Piprabit, where on the thread did anyone say this?

SGB, have you never met anyone who you wanted to be exclusive with? Ever? I haven't met many in all my years. I haven't got upset with most men I've been seeing if they were spending time with other women and or sleeping with them, that's why I've ended those relationships. But I have met one or two that I have given all to and hoped for the same in return, it feels very different and even then no problem with female friends in their lives, just problems with them not feeling the same way as me and carrying on as if I wasn't valued.

SanctiMOMious Thu 04-Apr-13 10:28:17

Scrazy+1 , nobody on the thread has said that.
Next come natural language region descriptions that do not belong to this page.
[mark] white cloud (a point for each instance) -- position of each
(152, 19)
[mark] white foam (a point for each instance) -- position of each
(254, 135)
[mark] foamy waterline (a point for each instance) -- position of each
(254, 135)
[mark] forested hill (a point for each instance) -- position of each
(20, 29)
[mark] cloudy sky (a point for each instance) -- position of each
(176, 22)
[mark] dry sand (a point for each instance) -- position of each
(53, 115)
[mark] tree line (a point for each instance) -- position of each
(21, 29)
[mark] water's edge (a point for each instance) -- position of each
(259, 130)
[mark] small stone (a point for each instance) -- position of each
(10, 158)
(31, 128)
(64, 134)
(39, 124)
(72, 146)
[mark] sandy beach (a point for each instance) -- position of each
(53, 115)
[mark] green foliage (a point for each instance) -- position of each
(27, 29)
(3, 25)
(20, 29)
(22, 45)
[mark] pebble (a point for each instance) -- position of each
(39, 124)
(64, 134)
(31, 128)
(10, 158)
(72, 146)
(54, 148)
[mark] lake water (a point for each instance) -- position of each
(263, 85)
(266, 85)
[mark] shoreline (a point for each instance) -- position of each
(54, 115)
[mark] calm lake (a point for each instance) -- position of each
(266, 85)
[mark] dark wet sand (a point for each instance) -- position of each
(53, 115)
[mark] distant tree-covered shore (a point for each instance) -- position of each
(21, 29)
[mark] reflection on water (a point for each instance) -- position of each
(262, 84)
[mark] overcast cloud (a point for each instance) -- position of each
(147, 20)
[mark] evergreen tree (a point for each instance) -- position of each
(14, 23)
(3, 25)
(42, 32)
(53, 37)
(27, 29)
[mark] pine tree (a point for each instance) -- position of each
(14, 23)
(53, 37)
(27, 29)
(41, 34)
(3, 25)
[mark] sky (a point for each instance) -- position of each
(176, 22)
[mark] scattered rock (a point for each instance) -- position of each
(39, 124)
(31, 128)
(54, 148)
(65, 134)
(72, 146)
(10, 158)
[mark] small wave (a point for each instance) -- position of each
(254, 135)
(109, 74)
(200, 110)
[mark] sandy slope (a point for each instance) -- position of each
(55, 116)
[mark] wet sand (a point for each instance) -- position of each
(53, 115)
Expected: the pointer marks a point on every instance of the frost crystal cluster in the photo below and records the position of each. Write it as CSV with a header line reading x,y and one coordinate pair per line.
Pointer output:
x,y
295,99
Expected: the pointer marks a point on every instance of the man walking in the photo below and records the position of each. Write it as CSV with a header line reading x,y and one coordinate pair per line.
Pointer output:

Although I think there are a few posters who seem keen to boil it back down to that, and that despite repeated points that that is not what they're arguing 'against' they carry on boiling it back down to that neat argument.

At this point on the thread I'm thinking that anybody with emotional intelligence gets it; It being that it's more than whether the partner is actually tempted to have sex with the female friend. If posters persist in boiling it back down to just that then you can't really discuss it.

SGB I'm curious too. Have you ever loved somebody?

I really nod along to 95% of your posts, and I even agree with what you say that society does push the whole two by two stuff. Society doesn't need to push it. Enough people genuinely want it. I want it. I'm fine on my own though. I think society needs to allow people to be single, but that can be done without undermining or mocking couples who want to be together.

DontSHOUTTTTTT Thu 04-Apr-13 10:43:19

I have close male friends with absolutely no hidden agenda. There was one whose wife was a bit confused so I was very careful to only see him in groups or at activities. We would chat on the phone a lot too. I had no desire to cause him any trouble with his wife because he was my friend and I wanted him to be happy. I also always made sure I was lovely to his wife.

My DS's (early 20's) all have friends who are girls.

LemonPeculiarJones Thu 04-Apr-13 12:24:39

VoiceofUnreason and all those espousing the positive factors of having friends of both genders: I agree with you completely.

But that is not what the OP said she had a problem with!

The OP's first post made it very clear that these friends of her exes were being unfriendly, inappropriate, didn't want to meet her, were hostile. That they were obviously not on her side or in favour of supporting the relationship.

She is entirely justified in feeling freaked out that her new bf has a close female friend - who is single and apparently fancies him. She's had problems before and is understandably nervous of it happening again.

I think that's why OP put 'female friend' in inverted commas - to suggest that these particular relationships weren't quite what they seemed, or weren't straight-forward. But for her to voice her concerns in the past earned her the labels of paranoid etc.

This thread is about boundaries and respect really.

I have both male and female friends btw, as does my DH. But if he had a female friend who never wanted to meet up with me, bought him inappropriate gifts, was cold to my face - there would be a BIG problem.

SolidGoldBrass Thu 04-Apr-13 12:59:01

For those who asked: When I was younger I engaged in monogamous relationships. And quickly became bored, resentful and uninterested in sex. Luckily I was able to work out that the issue was I am not monogamous. I am not even really interested in couple-relationships. I like being by myself.
I'm really glad I worked that out in my mid-20s, before I'd married or moved in with anyone and made him (or her) wretched as well as myself.